In this article we will create a C program we will run as a normal user, and thanks to setuid it will spawn for us a shell (as root!).

The code

Here’s the code:

#include <unistd.h>

int main()
{
	setuid(0);
	execl("/bin/bash", "bash", (char *)NULL);
	return 0;
}

#include <unistd.h> This library is needed to get setuid() and execl().
setuid(0) We get privileges from the user 0, ie root.
execl("/bin/bash", "bash", (char *)NULL); Our program executes /bin/bash. The parameter "bash" is the filename of the program we execute, passing it is a convention.
(char *)NULL) The manual says our last argument must be a null pointer. This weird formula is the multiplatform version.

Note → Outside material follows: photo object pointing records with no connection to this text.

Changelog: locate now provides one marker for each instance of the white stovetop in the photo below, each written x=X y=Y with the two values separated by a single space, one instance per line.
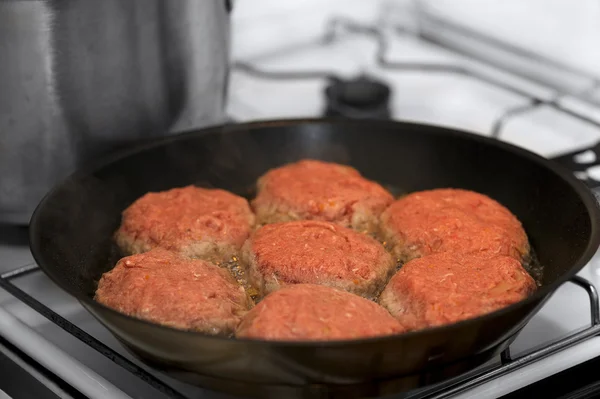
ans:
x=439 y=99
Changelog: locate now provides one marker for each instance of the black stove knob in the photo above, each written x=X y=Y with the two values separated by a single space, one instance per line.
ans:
x=360 y=98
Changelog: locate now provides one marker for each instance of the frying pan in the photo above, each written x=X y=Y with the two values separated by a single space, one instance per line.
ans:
x=72 y=227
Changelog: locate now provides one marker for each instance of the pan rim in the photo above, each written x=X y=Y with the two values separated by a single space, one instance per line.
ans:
x=587 y=197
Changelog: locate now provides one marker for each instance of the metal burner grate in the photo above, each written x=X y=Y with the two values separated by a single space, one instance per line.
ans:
x=445 y=389
x=337 y=28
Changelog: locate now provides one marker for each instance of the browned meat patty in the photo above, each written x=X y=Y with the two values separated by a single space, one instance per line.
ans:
x=446 y=288
x=305 y=312
x=451 y=220
x=161 y=287
x=203 y=223
x=317 y=253
x=316 y=190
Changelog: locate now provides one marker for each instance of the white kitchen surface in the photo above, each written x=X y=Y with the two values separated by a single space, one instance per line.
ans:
x=284 y=36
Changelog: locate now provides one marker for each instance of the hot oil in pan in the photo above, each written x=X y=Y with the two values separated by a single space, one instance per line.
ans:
x=533 y=267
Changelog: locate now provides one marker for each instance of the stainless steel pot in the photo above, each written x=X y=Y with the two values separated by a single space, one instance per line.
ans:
x=79 y=78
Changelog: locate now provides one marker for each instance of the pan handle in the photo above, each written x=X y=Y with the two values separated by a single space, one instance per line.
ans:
x=585 y=165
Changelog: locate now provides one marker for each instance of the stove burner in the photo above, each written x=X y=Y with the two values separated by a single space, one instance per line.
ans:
x=359 y=98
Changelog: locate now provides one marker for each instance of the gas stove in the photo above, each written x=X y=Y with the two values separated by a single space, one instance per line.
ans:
x=386 y=68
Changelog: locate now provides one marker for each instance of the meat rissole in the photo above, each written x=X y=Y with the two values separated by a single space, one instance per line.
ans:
x=306 y=312
x=317 y=190
x=164 y=288
x=210 y=224
x=447 y=287
x=452 y=220
x=317 y=253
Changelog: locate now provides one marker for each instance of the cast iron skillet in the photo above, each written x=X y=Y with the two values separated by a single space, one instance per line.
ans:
x=72 y=227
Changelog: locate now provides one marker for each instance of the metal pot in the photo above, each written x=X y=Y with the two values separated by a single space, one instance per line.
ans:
x=79 y=78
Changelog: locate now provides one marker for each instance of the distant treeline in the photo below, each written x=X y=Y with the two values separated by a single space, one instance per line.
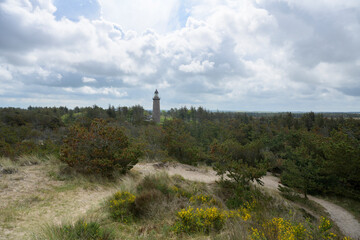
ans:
x=312 y=152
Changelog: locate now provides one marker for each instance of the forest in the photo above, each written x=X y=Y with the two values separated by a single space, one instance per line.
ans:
x=312 y=153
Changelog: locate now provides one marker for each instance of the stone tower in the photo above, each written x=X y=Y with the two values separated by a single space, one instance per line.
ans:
x=156 y=107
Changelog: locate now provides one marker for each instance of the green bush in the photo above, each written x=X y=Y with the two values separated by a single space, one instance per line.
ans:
x=101 y=149
x=122 y=206
x=200 y=220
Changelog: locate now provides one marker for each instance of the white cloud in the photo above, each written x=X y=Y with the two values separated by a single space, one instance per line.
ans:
x=268 y=54
x=100 y=91
x=140 y=15
x=197 y=67
x=5 y=74
x=88 y=80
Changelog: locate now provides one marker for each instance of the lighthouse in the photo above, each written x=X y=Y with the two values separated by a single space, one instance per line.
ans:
x=156 y=107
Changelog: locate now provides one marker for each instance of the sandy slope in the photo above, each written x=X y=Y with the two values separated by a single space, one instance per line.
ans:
x=343 y=219
x=30 y=201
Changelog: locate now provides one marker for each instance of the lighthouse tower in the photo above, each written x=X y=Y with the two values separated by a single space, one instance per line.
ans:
x=156 y=107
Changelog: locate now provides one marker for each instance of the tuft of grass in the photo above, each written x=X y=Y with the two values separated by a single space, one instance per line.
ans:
x=351 y=205
x=81 y=229
x=7 y=166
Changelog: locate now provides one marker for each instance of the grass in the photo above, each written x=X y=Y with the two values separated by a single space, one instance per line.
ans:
x=81 y=229
x=351 y=205
x=7 y=166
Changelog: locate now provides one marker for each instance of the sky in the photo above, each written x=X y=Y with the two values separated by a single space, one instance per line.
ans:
x=227 y=55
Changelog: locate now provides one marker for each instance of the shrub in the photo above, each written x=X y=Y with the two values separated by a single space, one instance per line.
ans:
x=122 y=206
x=280 y=229
x=200 y=220
x=100 y=149
x=203 y=199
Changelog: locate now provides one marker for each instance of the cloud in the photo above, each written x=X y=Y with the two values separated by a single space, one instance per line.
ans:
x=86 y=90
x=197 y=67
x=140 y=15
x=88 y=80
x=233 y=55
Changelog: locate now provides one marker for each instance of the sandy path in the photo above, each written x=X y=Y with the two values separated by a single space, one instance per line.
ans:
x=343 y=219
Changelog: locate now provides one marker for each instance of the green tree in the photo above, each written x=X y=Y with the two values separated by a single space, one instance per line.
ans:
x=100 y=149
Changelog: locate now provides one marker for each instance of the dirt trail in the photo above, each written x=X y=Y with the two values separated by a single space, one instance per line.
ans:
x=343 y=219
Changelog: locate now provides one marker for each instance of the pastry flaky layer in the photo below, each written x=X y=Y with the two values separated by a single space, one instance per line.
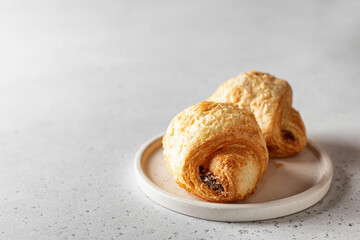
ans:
x=216 y=151
x=270 y=100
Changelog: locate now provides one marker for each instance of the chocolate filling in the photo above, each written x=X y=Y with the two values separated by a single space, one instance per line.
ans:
x=287 y=135
x=210 y=180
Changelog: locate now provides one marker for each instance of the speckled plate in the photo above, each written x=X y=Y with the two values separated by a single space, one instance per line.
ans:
x=290 y=185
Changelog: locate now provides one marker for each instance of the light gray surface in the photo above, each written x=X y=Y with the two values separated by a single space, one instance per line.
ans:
x=84 y=83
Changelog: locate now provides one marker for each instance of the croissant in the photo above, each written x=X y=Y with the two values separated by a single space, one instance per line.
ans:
x=270 y=100
x=216 y=151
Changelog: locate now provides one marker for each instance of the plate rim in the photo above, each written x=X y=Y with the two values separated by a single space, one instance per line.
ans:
x=170 y=200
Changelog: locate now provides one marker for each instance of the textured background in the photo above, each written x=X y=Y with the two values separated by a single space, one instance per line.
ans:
x=84 y=83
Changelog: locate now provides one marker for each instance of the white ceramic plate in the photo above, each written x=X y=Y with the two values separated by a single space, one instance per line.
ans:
x=290 y=185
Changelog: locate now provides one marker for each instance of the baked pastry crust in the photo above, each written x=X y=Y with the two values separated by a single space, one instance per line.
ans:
x=270 y=100
x=216 y=151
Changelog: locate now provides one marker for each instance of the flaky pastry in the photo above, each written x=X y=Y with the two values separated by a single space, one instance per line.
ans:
x=216 y=151
x=270 y=100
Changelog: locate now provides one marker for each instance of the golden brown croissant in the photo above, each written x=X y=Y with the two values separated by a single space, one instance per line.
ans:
x=216 y=151
x=270 y=99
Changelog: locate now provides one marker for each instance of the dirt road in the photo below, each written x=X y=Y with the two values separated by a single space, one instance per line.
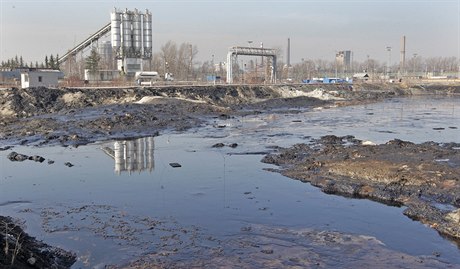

That’s it. Pretty simple, uh?

Let’s try it!

Okay, now that we have our C source, we compile it:
$ gcc -Wall trickyty.c -o trickyty (my source file is trickyty.c).

Remember? The program must be owned by the setuided user, in this case: root.

$ sudo chown root trickyty

And the program must have the setuid bit turned on.

$ sudo chmod u+s trickyty

A little check to see if everything’s good:

$ ls -l trickyty
-rwsr-xr-x 1 root users 6894 11 sept. 22:05 trickyty

See the s in the permissions? It’s the setuid bit.

Time to execute our program!

$ ./trickyty
# whoami
root

Yes, we are root now!

Note that if you put your program on a removable drive and plug it in another computer, it won’t work if said drive is mounted with the nosuid option.